Awesome

SoundSwallower web demo application

This is a simple demo application that shows how to integrate SoundSwallower speech recognition in a web page. You can try it out at https://dhdaines.github.io/soundswallower-demo/

Compilation

To compile, run:

npm run build

To start, run:

npm start

There is some magic to getting this to work so pay attention. The Webpack configuration has a few extra elements that allow loading the SoundSwallower module (in particular the WebAssembly part, compiled with Emscripten) to succeed.

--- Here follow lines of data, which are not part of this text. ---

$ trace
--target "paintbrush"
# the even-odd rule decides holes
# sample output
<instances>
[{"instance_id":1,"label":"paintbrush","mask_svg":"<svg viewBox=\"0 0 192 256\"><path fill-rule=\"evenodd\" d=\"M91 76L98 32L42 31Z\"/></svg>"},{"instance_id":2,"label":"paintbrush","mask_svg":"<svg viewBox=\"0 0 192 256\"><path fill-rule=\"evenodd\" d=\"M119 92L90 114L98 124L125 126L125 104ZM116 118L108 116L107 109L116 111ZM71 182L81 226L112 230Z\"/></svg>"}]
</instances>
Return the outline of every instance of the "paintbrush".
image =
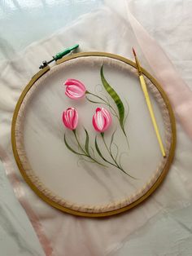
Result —
<instances>
[{"instance_id":1,"label":"paintbrush","mask_svg":"<svg viewBox=\"0 0 192 256\"><path fill-rule=\"evenodd\" d=\"M136 55L136 52L135 52L134 49L133 48L132 48L132 49L133 49L133 55L134 55L134 57L135 57L135 62L136 62L137 69L137 72L138 72L138 77L139 77L140 84L141 84L141 86L142 88L143 94L145 95L146 105L147 105L147 108L148 108L148 110L149 110L149 113L150 113L151 121L153 123L153 126L154 126L154 129L155 129L155 134L156 134L156 137L157 137L157 139L158 139L158 142L159 142L159 148L160 148L162 155L163 155L164 157L165 157L166 154L165 154L164 144L163 144L163 142L162 142L162 139L161 139L161 136L160 136L160 134L159 134L159 128L158 128L158 126L157 126L156 119L155 119L155 114L154 114L153 107L152 107L152 104L151 104L151 100L150 100L150 96L149 96L147 87L146 87L146 82L145 82L145 79L144 79L144 77L143 77L143 74L142 74L142 68L140 66L140 64L139 64L139 61L138 61L138 58L137 58L137 56Z\"/></svg>"}]
</instances>

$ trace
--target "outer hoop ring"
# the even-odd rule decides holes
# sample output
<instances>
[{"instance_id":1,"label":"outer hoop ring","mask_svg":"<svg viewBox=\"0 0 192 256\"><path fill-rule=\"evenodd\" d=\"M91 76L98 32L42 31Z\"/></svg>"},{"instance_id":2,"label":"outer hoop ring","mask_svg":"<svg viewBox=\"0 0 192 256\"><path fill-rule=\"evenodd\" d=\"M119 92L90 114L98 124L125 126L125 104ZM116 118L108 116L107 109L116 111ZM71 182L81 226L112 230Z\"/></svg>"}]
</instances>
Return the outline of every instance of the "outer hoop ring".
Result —
<instances>
[{"instance_id":1,"label":"outer hoop ring","mask_svg":"<svg viewBox=\"0 0 192 256\"><path fill-rule=\"evenodd\" d=\"M118 60L120 61L122 61L127 64L129 64L133 66L133 68L136 68L136 64L133 61L125 59L122 56L114 55L114 54L110 54L110 53L106 53L106 52L81 52L77 54L73 54L71 55L68 55L56 62L56 64L59 64L61 63L66 62L68 60L76 59L76 58L80 58L80 57L86 57L86 56L104 56L104 57L108 57L115 60ZM167 162L165 164L165 166L156 180L156 182L153 184L153 186L142 196L141 196L138 200L133 201L130 205L124 206L123 208L120 208L118 210L111 210L107 212L103 212L103 213L86 213L86 212L81 212L74 210L71 210L69 208L63 207L56 202L51 201L50 198L48 198L46 196L45 196L41 192L38 190L38 188L32 183L28 176L26 174L25 170L23 167L22 162L20 161L20 158L19 157L18 150L17 150L17 146L16 146L16 137L15 137L15 126L16 126L16 121L17 121L17 117L19 114L19 111L20 108L20 106L24 101L24 99L25 95L27 95L28 91L31 89L31 87L33 86L33 84L41 77L43 76L46 72L49 72L49 70L51 68L50 66L46 66L42 70L39 71L31 79L31 81L28 82L28 84L25 86L24 90L21 93L18 102L16 104L15 108L14 110L13 113L13 118L12 118L12 124L11 124L11 144L12 144L12 150L13 150L13 154L15 157L15 159L16 161L17 166L19 167L19 170L25 180L25 182L28 184L28 186L33 190L33 192L39 196L41 197L44 201L48 203L50 205L62 210L63 212L68 213L68 214L72 214L74 215L78 215L78 216L84 216L84 217L106 217L106 216L110 216L113 214L117 214L122 212L124 212L128 210L132 209L133 207L137 205L141 202L142 202L144 200L146 200L150 195L151 195L155 190L161 184L163 180L164 179L169 167L173 161L174 158L174 152L175 152L175 148L176 148L176 122L175 122L175 117L174 114L171 107L171 104L169 103L168 98L164 90L162 89L161 86L158 83L158 82L144 68L142 68L143 74L149 78L149 80L155 86L159 92L160 93L162 98L164 99L164 101L166 104L166 107L168 111L168 115L170 117L171 121L171 130L172 130L172 141L171 141L171 147L170 147L170 151L169 154L167 157Z\"/></svg>"}]
</instances>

Look at these parts of the config variable in particular:

    plugins: [
        // Just copy the damn WASM because webpack can't recognize
        // Emscripten modules.
        new CopyPlugin({
            patterns: [
            { from: "node_modules/soundswallower/soundswallower.wasm*",
              to: "[name][ext]"},
            // And copy the model files too.  FIXME: Not sure how
            // this will work with require("soundswallower/model")
            { from: modelDir,
              to: "model"},
        ],
    module: {
        rules: [
            { test: /\.(dict|gram)$/i,
              type: "asset/resource",
              generator: {
                  // Don't mangle the names of dictionaries or grammars
                  filename: "model/[name][ext]"
              }
            },
        ],
    },
    // Eliminate webpack's node junk when using webpack
    resolve: {
        fallback: {
            crypto: false,
            fs: false,
            path: false,
        },
    },
    node: {
        global: false,
        __filename: false,
        __dirname: false,
    },

Implementation

The audio capture is implemented in a separate worker, an AudioWorkletNode to be precise, because ... well, because, for the moment, it doesn't seem possible to get live PCM audio any other way. This seems to be the general consensus among developers, as the Web Audio API is not at all designed for this use case, but the MediaStream recording API, which would be the logical choice, isn't really either (although it is actually pretty good for recording entire clips/files).

By contrast, we do the speech recognition in the main thread. For the simple grammars in the demo, it should be more than fast enough.

We also do endpointing, though the implementation is subject to change as the API is a little bit clunky.